Brief Title: Study of Tumor Samples From Patients With Ependymoma Treated on the Children's Oncology Group ACNS0121 Trial

Official Title: Examination of the Multiple Genetic and Molecular Targets as Therapeutic Options for Patients With Ependymoma Treated by the Phase II Children's Oncology Group Study ACNS0121

Study ID: NCT01407744

Conditions

Childhood Infratentorial Ependymoma

Childhood Supratentorial Ependymoma

Newly Diagnosed Childhood Ependymoma

Interventions

laboratory biomarker analysis

Study Description

Brief Summary: This research trial studies tumor samples from patients with ependymoma treated on the Children Oncology Group ACNS0121 trial. Studying samples of tumor tissue from patients with cancer in the laboratory may help doctors learn more about changes that occur in DNA and identify biomarkers related to cancer. It may also help doctors find better ways to treat cancer.

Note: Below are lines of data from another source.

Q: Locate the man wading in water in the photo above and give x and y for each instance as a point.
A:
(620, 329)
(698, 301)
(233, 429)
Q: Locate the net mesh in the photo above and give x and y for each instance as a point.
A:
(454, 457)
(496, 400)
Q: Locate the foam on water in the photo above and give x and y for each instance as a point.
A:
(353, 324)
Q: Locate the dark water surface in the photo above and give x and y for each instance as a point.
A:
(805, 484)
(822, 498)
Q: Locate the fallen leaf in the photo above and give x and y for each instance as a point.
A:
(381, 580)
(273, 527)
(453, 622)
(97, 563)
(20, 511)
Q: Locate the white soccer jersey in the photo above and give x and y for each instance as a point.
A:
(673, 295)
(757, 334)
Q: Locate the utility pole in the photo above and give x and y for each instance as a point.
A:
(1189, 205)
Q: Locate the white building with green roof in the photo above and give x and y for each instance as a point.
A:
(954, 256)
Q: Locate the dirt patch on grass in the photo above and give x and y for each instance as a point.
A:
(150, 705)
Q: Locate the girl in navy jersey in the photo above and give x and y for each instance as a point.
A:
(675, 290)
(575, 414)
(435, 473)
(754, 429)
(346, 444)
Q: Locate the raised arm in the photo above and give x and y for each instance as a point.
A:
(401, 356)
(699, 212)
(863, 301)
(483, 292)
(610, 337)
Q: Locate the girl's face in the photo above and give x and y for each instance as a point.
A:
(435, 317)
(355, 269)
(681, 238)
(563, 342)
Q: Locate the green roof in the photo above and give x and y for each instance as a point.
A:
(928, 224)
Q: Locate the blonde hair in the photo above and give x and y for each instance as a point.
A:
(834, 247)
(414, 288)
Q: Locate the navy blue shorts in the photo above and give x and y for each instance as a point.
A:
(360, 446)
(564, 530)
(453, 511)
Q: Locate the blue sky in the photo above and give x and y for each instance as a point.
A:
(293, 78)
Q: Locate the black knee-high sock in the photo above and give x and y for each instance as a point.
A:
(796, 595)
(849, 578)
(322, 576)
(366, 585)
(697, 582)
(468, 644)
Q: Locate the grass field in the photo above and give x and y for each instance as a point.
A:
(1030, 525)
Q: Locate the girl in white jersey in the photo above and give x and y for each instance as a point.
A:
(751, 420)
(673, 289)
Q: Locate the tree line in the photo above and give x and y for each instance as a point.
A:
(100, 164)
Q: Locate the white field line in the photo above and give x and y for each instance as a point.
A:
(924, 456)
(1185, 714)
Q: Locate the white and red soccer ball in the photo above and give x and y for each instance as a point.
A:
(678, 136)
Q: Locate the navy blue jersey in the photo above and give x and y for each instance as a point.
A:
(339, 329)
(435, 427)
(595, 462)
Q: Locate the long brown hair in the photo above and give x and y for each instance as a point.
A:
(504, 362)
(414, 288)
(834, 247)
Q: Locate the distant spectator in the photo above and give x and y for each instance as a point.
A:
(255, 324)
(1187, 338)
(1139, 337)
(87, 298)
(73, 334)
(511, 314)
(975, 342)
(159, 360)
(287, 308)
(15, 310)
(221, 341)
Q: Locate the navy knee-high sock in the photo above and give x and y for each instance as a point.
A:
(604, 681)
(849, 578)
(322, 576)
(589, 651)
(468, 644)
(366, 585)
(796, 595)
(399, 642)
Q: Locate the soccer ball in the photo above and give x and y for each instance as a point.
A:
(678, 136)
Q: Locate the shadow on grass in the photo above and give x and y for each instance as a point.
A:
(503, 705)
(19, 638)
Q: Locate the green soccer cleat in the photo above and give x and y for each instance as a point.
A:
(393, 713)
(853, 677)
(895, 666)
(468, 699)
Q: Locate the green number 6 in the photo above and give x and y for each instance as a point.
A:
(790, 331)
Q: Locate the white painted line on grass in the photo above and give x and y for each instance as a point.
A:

Detailed Description: PRIMARY OBJECTIVES: I. To examine the prognostic role of histopathological variables, in particular cellular density, mitotic count, and tumor cell invasion in intracranial pediatric ependymomas. II. To study whether hTERT expression and telomere dysfunction correlate with progression-free survival (PFS) and overall survival (OS) in pediatric intracranial ependymoma. III. To perform a genome-wide copy number screen and validation of copy number abnormalities (CNAs) on formalin-fixed paraffin-embedded (FFPE) ependymomas using Affymetrix Molecular Inversion Probe (MIP) arrays and interphase fluorescence in situ hybridization (iFISH). IV. To evaluate associations between infiltration of immune markers and PFS as well as OS in pediatric ependymoma. V. To examine the role of 1q gain and 9p deletion in pediatric ependymomas by exploring their association with PFS and OS in a multivariable model. VI. To establish the frequency and clinicopathological associations of mutations in genes involved in Notch pathway signaling. OUTLINE: Archived tumor tissue samples are analyzed for cellular density, mitotic count, tumor cell invasion, hTERT expression, telomere dysfunction, 1q gain, 9p deletion, and genetic mutations by IHC, Affymetrix Molecular Inversion Probe (MIP) arrays, and fluorescence in situ hybridization (FISH). Results are then correlated with patient-outcome variables and known risk factors, namely gender, age at diagnosis, tumor location infratentorial vs. supratentorial), tumor grade (differentiated vs anaplastic), and extent of surgery as well as pathologic variables.